Top Headlines

  • Tech & Emerging Markets Lead
  • Housing Stimulated
  • Labor Softens as Fed Cuts Rates

Equity Performance

Markets moved higher across the board, as the S&P 500 posted its best September month in 15 years, gaining 3.7%. In what has historically been the worst month for stocks, every major index posted gains, led by emerging markets, which increased by 7.2%. September’s broad-based gains reflect improved investor confidence, as the Fed cut interest rates for the first time this year.

Sector performance was split in September, with Technology leading the way, bouncing back from a negative August, advancing over 7.5%. Consumer StaplesMaterials, and Energy all went negative, with Financials virtually flat at 0.1% in September.

Economic Data

The U.S. labor market continued to weaken as the unemployment rate ticked up to 4.3%, and just 22,000 jobs were added to the economy, missing expectations for the fourth month straight.

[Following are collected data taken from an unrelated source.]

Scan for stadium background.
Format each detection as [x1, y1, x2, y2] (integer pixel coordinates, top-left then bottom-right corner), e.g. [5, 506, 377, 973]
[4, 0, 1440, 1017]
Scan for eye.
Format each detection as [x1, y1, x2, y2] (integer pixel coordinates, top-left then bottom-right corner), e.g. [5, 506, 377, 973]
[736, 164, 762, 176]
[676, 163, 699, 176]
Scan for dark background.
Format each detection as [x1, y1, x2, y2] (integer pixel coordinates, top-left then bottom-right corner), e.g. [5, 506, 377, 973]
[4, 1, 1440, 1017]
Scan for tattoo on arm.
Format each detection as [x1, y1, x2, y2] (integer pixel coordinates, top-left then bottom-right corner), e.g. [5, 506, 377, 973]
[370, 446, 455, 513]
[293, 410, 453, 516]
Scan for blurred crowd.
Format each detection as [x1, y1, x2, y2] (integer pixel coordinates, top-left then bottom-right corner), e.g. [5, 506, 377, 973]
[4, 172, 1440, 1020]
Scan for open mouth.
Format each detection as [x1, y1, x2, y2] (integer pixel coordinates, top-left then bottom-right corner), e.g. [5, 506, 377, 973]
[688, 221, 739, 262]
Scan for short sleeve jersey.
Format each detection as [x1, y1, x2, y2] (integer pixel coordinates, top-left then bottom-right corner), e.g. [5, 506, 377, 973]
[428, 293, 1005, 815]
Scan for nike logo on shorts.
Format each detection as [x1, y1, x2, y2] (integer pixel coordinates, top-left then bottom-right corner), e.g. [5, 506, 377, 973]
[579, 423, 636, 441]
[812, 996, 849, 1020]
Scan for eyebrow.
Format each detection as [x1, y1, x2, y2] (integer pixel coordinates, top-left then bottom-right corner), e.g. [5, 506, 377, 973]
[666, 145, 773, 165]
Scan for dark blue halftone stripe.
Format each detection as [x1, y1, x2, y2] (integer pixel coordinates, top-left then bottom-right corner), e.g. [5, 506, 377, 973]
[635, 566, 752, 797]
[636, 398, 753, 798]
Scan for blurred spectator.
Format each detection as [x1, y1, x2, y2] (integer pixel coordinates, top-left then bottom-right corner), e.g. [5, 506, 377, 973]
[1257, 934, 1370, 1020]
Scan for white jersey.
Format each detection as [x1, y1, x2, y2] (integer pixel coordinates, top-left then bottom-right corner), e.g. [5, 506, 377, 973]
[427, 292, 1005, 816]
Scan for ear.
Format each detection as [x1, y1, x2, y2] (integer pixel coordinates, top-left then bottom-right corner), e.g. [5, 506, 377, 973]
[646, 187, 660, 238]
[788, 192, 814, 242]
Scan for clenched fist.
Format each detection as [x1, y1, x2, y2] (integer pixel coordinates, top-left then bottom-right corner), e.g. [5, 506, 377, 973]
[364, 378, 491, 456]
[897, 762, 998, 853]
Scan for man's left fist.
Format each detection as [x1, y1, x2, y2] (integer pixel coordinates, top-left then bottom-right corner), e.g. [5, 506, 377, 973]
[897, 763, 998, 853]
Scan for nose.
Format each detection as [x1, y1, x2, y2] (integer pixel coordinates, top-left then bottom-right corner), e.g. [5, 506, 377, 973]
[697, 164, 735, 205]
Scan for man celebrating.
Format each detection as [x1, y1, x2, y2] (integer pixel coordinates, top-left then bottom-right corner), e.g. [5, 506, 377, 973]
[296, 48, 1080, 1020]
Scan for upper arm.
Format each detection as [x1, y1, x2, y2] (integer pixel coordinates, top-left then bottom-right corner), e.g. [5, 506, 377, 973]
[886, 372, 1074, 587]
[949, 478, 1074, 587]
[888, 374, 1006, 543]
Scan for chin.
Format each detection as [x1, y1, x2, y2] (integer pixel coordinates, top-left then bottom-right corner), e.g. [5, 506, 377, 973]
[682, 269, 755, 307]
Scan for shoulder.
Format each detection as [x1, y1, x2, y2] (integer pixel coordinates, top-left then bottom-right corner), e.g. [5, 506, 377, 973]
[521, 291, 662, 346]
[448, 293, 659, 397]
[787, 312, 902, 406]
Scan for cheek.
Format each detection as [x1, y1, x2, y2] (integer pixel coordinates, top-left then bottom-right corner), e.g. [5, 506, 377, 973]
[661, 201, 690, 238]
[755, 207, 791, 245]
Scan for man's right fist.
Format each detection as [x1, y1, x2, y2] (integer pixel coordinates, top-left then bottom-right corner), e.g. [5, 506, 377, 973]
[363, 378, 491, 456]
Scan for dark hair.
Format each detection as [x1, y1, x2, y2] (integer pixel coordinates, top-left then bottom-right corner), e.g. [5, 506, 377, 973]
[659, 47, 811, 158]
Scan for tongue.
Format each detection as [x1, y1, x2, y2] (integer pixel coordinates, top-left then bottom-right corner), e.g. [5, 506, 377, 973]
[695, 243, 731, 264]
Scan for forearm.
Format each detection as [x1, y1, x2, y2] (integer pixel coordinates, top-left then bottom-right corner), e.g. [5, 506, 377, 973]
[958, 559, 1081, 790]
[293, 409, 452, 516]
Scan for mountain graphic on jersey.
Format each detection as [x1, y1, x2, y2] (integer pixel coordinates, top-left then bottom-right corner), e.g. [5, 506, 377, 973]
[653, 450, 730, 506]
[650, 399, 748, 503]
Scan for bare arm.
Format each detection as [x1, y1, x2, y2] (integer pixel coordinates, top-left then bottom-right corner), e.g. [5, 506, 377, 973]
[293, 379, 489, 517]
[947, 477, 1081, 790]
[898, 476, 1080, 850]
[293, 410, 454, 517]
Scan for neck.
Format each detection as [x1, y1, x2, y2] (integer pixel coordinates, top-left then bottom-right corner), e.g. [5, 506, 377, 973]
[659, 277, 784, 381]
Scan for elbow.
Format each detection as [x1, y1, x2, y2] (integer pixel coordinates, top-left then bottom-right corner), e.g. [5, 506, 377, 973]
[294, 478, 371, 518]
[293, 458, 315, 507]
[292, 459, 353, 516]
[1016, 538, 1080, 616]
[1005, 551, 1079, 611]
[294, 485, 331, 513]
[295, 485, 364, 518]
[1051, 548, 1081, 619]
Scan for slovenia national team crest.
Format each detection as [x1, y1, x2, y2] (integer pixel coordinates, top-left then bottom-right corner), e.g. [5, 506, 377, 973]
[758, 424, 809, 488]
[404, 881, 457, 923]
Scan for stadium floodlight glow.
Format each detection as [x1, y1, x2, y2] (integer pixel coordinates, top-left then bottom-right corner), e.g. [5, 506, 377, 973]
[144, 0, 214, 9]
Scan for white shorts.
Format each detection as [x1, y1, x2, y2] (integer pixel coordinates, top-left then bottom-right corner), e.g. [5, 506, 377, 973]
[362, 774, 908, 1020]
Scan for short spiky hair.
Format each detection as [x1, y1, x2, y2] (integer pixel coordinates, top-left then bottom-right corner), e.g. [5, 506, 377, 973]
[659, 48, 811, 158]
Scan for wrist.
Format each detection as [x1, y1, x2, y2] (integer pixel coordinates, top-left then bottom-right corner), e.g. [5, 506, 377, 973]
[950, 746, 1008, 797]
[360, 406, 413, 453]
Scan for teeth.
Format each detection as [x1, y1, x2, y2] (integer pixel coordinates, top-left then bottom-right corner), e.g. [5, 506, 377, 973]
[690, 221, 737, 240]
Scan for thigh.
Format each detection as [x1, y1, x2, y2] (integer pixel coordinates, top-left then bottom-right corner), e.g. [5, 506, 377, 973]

The Fed Funds Rate was cut by 25 basis points, an anticipated move that sparked early signs of stimulation in the housing market. US New Single-Family Home Sales spiked up 20.48% as mortgage rates declined, leaving the 30-year at 6.3% to end September.

Employment

The unemployment rate ticked up once again to 4.3%, as did the labor force participation rate for the first time in five months, up to 62.3%. As of the latest available August nonfarm payrolls report, just 22,000 jobs were added to the U.S. economy. This falls below the modest Dow Jones estimate of 75,000, marking the fourth consecutive month of missed expectations, as the labor market continues to slow down.

Consumers and Inflation

The US inflation rate rose to 2.92% in August, as did core inflation to 3.11%. The US Consumer Price Index rose 0.4% MoM, and US Personal Spending ticked up by 0.62%.

At the September 17th FOMC meeting, the Federal Reserve cut its key Fed Funds Rate target range by 25 basis points to 4.00%-4.25%. Fed Chair Powell pointed to a “shift in the balance of risks” and forecasted two more cuts in 2025. The FedWatch tool now assumes over a 96% chance that the first of these will come when the FOMC meets on October 29th.

Production and Sales

The US ISM Manufacturing PMI increased 0.7 points in August to 48.7, just its second increase of the year. The Services PMI jumped by 1.9 points between July and August to 52.0, its largest gain since December 2024. The YoY US Producer Price Index decreased to 2.6%, as US Retail and Food Services Sales increased slightly MoM, sitting at 0.63% growth for August.

Housing

While US New Single-Family Home Sales spiked drastically by 20.48% in August, Existing Home Sales decreased by 0.25% MoM. The Median Sales Price of Existing Homes fell for the second month in a row by 0.73%, with prices sitting at $422,600. Mortgage rates declined throughout September; the 15-year Mortgage Rate was 5.49% as of September 25th, while the 30-year closed the month at 6.30%.

Commodities

The price of gold increased by 12% to new all-time highs in September, leaving SPDR Gold Shares ETF (GLD) at $355.42 per share. Oil prices increased slightly, with Brent crude up 1.72% for the month to $69 per barrel. WTI was flat, decreasing by 0.14% to $64.27.

Cryptocurrencies

Major cryptocurrencies posted another mixed month. Ethereum cooled down slightly, dropping 3.6%, following a three-month period in which it gained over 73%. Bitcoin increased by 5.1% to $114,309.20 per coin.